Hallo skipper-wolli #6

auch von mir ein "HERZLICH WILLKOMMEN IM / AN BOARD" !!! #6 #6

Hier wird Dir geholfen...ich habe mal ein wenig gegoogelt und das hier gefunden!  

Hier ist die amerikanische Seite des Herstellers !  

Hier geht´s zum Download Deines Echolots!  #6 

--> Einfach auswählen und downloaden...ist aber nicht deutsch...aber für den Anfang müßt´s schon mal ok sein ! 

So denn, dann mal viel Spass !!! 

Viele Grüsse #h
Robert


----------



## skipper-wolli (16. Dezember 2003)

*Wow-endlich ein Hinweis!*

Hallo Robert,

vielen Dank für Deinen Hinweis! Habe mir natürlich sofort wenigstens die englische Bedienungsanleitung downgeloadet! Lieber wäre mir zwar eine deutsche Anleitung (so super ist nämlich mein englisch nicht), aber besser eine englische Anleitung als gar keine! Außerdem weiß ich jetzt wenigstens was ich über die Feiertage tun kann - übersetzen.

Also nochmal meinen herzlichsten Dank für den Link.

Viele Grüße
Skipper-Wolli :z


----------



## Nick_A (16. Dezember 2003)

Hi Skipper-Wolli #h

freut mich, dass ich Dir helfen konnte !!! #6 Und so kommst Du wenigsten wieder in die englische Sprache rein 

Vielleicht finde ich ja noch irgendwo die Deutsche Anleitung...ich würde sie dann auch hier reinstellen!  :m

Viele Grüsse #h
Robert


----------



## Meeresangler_Schwerin (16. Dezember 2003)

Herzlich Willkommen im Anglerbosrd Skipper Wolli.


----------



## gofishing (18. Dezember 2003)

Moi skipper-wolli,

Ich werde mir das Eagle Cuda 168 nächste Woche kaufen.
Dann kann ich Dir auch eine Kopie der deutschen Beschreibung geben.
Schreib mir doch eine PN .

MFG

Ralph


----------



## dorschjaeger (9. März 2004)

Hallo gofishing,

ich habe vor, mir den Eagle Cuda 168 zu kaufen. Hast du dir den Fishfinder gekauft und bist du damit zufrieden?
Kannst du mir eventuell eine deutsche Beschreibung zukommen lassen?

Gruß aus Bayern

Heinz


----------



## gofishing (10. März 2004)

Moin Dorschjäger,

gekauft ja.
Hat aber noch kein Wasser gesehen.
Von der Gebrauchsanweisung kann ich Dir ein paar Pic´s machen.
Bei Bedarf schicke mir Deine Emailadresse per PN.

TL

Ralph


----------



## illy (19. Februar 2007)

*AW: Anleitung Eagle Cuda 168*

Hallo zusammen,
nicht einmal richtig angemeldet und schon suche ich.
ja,genau.
Ich bin auch einer von denen,die nach einer deutschen Montage- und Bedienungs-Anleitung für den Fishfinder Eagle Cuda 168 suchen.
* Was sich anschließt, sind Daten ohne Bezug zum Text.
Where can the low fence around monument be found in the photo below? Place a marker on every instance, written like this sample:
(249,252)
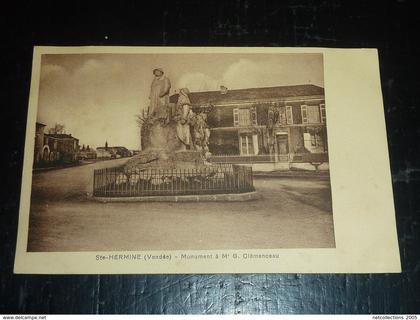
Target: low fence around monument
(217,179)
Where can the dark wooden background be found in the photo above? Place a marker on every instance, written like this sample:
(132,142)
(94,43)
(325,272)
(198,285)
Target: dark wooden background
(391,26)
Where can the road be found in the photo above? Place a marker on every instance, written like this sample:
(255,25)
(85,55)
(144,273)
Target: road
(292,213)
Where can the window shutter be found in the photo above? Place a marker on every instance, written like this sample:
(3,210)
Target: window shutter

Habe das Gerät ungebraucht und in die Verpackung verschweisst erwerben können.

Leider aber alles nur in englisch.

Wer kann mir weiterhelfen?


Werde in der Zwischenzeit mal versuchen ein ansehbares Profil zu erstellen  ok?

Gruss aus dem Heidiland.

illy


----------



## norbi_2007 (22. Februar 2007)

*AW: Anleitung Eagle Cuda 168*

Bin öfter mit Booten raus, wo ein Cuda 128, vorgängermodel vom 168 drauf waren. das wichtigste was man ablesen kann ist die Tiefe und die Beschaffenheit des Bodens, rein nach Fischlogos angeln geht gar nicht. Du kannst dir als hilfe folgende Einstellungen machen.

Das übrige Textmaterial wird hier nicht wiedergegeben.